Lamçe continues: “I had just given birth to my daughter and went straight to the police headquarters. When they saw me with a three-month-old baby in my arms, they promised to fix the issue immediately.”

The problem, however, goes beyond the length of the administrative procedures. Not holding Italian citizenship affects all areas of life, including access to healthcare. Lamçe recalls that, for example, at the time her daughter was born, she was waiting for her residence permit to be renewed. “When my residence permit expires, so does my health care coverage. Therefore, I was told that, should I not renew it, I would have had to pay the cost of my treatments, including those relating to the birth of my daughter.”

The system also has a huge impact on job opportunities. Public tenders are reserved for Italian citizens, thus excluding Italians by right from jobs and scholarships. “Not only are we excluded from countless opportunities, but our residence rights are based on our income,” says Jovana Kuzman, a spokesperson for “Italiani senza cittadinanza”.

Kuzman moved from Serbia aged two. Now studying Political Science and International Relations in Rome, she’s an activist working with Oxfam Italy. “My citizenship depends on my mother’s income and permanent residence document,” she says. “Therefore, should anything happen to her, I would have to leave the country that is my home in every respect.”
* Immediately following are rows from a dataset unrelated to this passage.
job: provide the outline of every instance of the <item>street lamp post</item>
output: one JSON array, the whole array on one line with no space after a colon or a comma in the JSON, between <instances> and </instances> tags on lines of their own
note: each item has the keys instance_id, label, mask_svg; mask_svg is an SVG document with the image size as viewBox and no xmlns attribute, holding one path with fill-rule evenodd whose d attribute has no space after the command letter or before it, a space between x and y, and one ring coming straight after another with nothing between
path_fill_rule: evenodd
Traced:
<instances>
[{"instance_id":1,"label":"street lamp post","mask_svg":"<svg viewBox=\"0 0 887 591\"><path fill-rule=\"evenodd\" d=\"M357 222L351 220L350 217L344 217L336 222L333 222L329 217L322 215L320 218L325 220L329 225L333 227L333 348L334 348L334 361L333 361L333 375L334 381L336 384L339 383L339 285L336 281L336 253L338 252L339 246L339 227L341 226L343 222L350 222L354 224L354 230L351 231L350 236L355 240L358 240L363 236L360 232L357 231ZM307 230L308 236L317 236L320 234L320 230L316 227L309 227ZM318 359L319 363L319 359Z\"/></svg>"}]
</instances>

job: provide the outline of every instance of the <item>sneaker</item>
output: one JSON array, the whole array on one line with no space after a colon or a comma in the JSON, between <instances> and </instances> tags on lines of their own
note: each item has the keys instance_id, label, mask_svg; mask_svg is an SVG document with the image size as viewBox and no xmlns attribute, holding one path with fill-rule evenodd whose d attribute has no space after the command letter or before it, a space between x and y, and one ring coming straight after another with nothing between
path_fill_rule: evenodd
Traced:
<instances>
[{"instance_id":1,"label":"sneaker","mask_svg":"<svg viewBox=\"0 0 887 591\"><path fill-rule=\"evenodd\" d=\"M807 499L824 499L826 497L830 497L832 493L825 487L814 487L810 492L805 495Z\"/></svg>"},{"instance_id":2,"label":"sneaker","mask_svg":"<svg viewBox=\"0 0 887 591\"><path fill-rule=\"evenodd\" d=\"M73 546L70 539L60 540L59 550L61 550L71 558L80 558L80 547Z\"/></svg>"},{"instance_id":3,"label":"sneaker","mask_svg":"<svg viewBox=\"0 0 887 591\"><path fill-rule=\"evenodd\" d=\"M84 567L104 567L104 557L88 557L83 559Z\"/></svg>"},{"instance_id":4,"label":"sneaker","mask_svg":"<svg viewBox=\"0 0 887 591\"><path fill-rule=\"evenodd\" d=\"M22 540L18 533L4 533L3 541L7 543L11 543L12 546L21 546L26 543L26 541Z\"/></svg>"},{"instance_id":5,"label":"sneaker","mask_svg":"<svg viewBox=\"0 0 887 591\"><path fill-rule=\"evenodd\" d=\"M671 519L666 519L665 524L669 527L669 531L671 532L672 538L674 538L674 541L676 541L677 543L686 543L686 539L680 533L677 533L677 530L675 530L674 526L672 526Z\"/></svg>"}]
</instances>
Italians without citizenship find themselves in an extremely precarious situation. They’re required to pay for costly administrative practices, which take years to be completed, while remaining perfect citizens. ”We’re supposed to be infallible,” Kuzman adds. “This shows a complete lack of understanding of the social and economic fabric of Italy. If Italian citizens themselves struggle having a stable income for four years, how are we supposed to do it?”

Italy has deeply changed since 1992 but citizenship laws don’t reflect this transformation, and a million people are now left out of a voting process that could change that. “In Italy, we believe that being Italian means having an Italian name and being white,” Kuzman says. “We just don’t envisage anything different.”